In [1]:
import numpy as np
import json
import torch
import random


  from .autonotebook import tqdm as notebook_tqdm


# Task 1

In [2]:
import os
import urllib.request
from tqdm import tqdm

class DownloadProgressBar(tqdm):
    def update_to(self, b=1, bsize=1, tsize=None):
        if tsize is not None:
            self.total = tsize
        self.update(b * bsize - self.n)
        
def download_url(url, output_path):
    with DownloadProgressBar(unit='B', unit_scale=True,
                             miniters=1, desc=url.split('/')[-1]) as t:
        urllib.request.urlretrieve(url, filename=output_path, reporthook=t.update_to)

def download_data(data_path, url_path, suffix):    
    if not os.path.exists(data_path):
        os.makedirs(data_path)
        
    data_path = os.path.join(data_path, f'{suffix}.json')

    if not os.path.exists(data_path):
        print(f"Downloading CoQA {suffix} data split... (it may take a while)")
        download_url(url=url_path, output_path=data_path)
        print("Download completed!")

In [3]:
# Train data
train_url = "https://nlp.stanford.edu/data/coqa/coqa-train-v1.0.json"
download_data(data_path='coqa', url_path=train_url, suffix='train')

# Test data
test_url = "https://nlp.stanford.edu/data/coqa/coqa-dev-v1.0.json"
download_data(data_path='coqa', url_path=test_url, suffix='test')  # <-- Why test?
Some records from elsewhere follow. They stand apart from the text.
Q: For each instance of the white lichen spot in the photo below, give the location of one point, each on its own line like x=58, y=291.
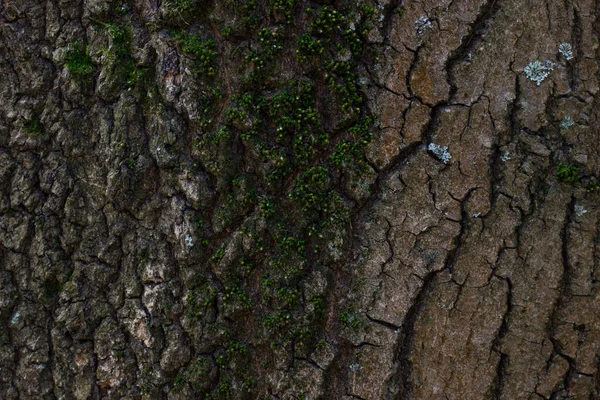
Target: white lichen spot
x=422, y=24
x=566, y=50
x=567, y=122
x=537, y=72
x=440, y=152
x=580, y=210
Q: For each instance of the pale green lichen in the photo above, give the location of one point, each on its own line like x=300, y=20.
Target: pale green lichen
x=537, y=72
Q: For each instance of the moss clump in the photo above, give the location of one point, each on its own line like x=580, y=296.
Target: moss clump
x=79, y=62
x=568, y=174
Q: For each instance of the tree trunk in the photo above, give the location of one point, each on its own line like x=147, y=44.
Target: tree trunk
x=295, y=199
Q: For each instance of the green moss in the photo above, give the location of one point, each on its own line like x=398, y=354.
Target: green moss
x=568, y=174
x=34, y=128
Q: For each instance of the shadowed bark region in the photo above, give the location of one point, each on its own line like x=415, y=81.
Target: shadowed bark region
x=299, y=199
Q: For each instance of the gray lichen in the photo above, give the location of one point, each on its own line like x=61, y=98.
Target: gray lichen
x=440, y=152
x=422, y=24
x=567, y=122
x=537, y=72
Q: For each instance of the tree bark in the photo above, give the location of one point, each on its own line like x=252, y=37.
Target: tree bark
x=295, y=199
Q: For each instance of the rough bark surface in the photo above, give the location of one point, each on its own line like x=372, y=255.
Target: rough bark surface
x=295, y=199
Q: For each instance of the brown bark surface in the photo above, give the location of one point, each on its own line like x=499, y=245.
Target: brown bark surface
x=293, y=199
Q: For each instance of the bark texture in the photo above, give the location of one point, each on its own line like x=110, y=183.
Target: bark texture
x=295, y=199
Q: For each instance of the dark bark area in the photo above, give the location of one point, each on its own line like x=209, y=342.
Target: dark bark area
x=294, y=199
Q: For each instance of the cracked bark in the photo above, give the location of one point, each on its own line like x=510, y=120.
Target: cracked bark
x=467, y=280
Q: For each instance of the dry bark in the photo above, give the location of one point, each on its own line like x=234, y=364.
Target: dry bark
x=155, y=244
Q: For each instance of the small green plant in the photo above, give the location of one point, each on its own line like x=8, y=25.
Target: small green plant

See next slides for an answer!

## [Task 2] Train, Validation and Test splits

CoQA only provides a train and validation set since the test set is hidden for evaluation purposes.

We'll consider the provided validation set as a test set. <br>
$\rightarrow$ Write your own script to:
* Split the train data in train and validation splits (80% train and 20% val)
* Perform splits such that a dialogue appears in one split only! (i.e., split at dialogue level)
* Perform splitting using the following seed for reproducibility: 42

#### Reproducibility Memo

Check back tutorial 2 on how to fix a specific random seed for reproducibility!

In [4]:
with open(os.path.join('coqa', 'train.json'), 'r') as j:
    train = json.loads(j.read())

with open(os.path.join('coqa', 'test.json'), 'r') as j:
    test = json.loads(j.read())

In [5]:
train = train['data']
test = test['data']

In [6]:
lengths=[len(doc['questions']) for doc in train]

In [7]:
le=np.cumsum(np.array(lengths,dtype=np.float32))
train_end=np.where((le/le[-1])>0.8)[0][0]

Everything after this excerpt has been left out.